Sequências de RM axial (A) e transversal (B) T2 da coluna dorsal mostrando hiperintensidades no centro da medula espinhal em T5-T6 e sem efeito de massa, captação ou edema, o que é compatível com sinais residuais de mielomalácia.
Análises de sangue (incluindo função tireoidiana e níveis de vitamina B12), testes serológicos (HIV, HTLV, CMV, EBV, borrelia, sífilis) e testes autoimunes (ANA) não revelaram a etiologia da mielite transversa.

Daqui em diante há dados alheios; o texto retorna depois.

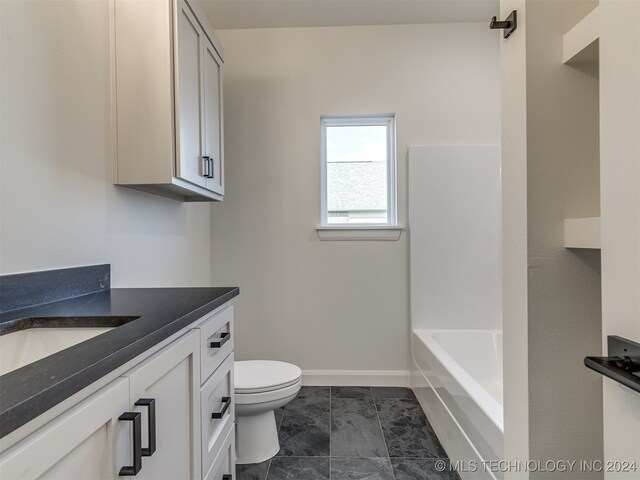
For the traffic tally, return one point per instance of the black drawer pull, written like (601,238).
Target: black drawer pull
(226,403)
(150,403)
(224,338)
(135,417)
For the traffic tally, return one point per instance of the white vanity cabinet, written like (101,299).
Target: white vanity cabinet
(164,383)
(88,441)
(167,100)
(160,418)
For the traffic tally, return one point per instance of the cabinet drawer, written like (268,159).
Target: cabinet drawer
(217,411)
(225,465)
(216,341)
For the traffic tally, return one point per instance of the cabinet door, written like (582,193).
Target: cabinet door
(189,97)
(213,116)
(172,379)
(86,442)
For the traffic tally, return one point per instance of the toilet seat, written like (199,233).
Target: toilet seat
(263,376)
(270,396)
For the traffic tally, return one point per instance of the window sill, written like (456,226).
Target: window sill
(359,232)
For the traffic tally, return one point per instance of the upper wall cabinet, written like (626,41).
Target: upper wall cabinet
(167,77)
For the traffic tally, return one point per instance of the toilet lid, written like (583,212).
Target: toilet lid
(255,376)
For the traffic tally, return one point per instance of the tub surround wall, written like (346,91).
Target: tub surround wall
(303,297)
(58,207)
(456,297)
(454,217)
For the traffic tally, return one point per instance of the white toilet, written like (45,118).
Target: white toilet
(260,387)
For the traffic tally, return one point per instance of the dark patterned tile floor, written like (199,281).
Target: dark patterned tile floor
(352,433)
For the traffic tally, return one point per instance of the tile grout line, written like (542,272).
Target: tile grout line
(268,468)
(384,438)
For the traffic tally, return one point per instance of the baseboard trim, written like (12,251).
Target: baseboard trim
(354,378)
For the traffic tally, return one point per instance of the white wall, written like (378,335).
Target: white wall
(454,219)
(620,201)
(58,205)
(550,172)
(333,305)
(564,285)
(514,239)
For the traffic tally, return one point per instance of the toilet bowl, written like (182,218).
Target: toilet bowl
(260,387)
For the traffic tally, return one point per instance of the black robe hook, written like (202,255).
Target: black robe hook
(509,25)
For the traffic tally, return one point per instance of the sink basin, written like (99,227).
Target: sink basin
(27,340)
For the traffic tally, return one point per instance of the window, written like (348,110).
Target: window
(358,170)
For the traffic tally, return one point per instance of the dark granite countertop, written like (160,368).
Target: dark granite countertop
(33,389)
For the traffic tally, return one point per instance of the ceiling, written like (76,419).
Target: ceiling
(230,14)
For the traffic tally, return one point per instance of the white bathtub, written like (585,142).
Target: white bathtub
(462,395)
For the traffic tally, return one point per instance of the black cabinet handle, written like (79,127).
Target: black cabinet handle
(206,167)
(135,417)
(224,338)
(226,403)
(150,403)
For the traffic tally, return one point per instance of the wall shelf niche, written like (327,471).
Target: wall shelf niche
(581,43)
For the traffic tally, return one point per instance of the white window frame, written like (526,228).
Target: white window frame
(384,120)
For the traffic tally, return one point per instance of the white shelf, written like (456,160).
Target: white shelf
(582,232)
(581,43)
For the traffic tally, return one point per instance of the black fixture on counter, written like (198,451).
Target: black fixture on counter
(509,25)
(622,364)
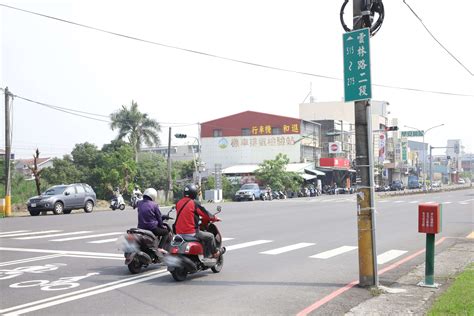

As correlações entre mielite transversa e síndromes sexuais já foram descritas anteriormente na literatura.8,9 A anorgasmia masculina como único distúrbio sexual após lesões da medula espinhal é incomum. Alterações sensoriais, sintomas motores e disfunção esfincteriana são sintomas concomitantes que dependem da localização e tamanho da lesão.10 Neste caso particular, a resposta simpática normal da pele do períneo é compatível com a preservação da via simpática dos gânglios da cadeia simpática em T11-L2 para os nervos pélvicos e, consequentemente, para a função erétil intacta. Estudos anal e reflexos bulbocavernosos não indicaram comprometimento sensorimotor do assoalho pélvico ou arco reflexo. Estes sistemas regulam os esfíncteres estriados, a sensibilidade dos dermatomas S2-S4, a ejaculação e a transmissão do prazer sexual. A ausência de SEP e mielomalácia limitada à porção torácica da coluna vertebral posterior explica a ausência de transmissão aferente do orgasmo, bem como a palestesia. A preservação do trajeto motor corticospinal é confirmada pelos resultados da estimulação magnética transcraniana. O estudo eletromiográfico e a neurografia descartaram distúrbios neuromusculares esfíncteres focais e sistêmicos, respectivamente.
A análise das histórias sexuais e da função sexual não é uma prática comum nas consultas de neurologia. Uma história sexual básica e o conhecimento dos testes complementares disponíveis podem ajudar a gerenciar pacientes com síndromes sexuais de possível origem neurológica.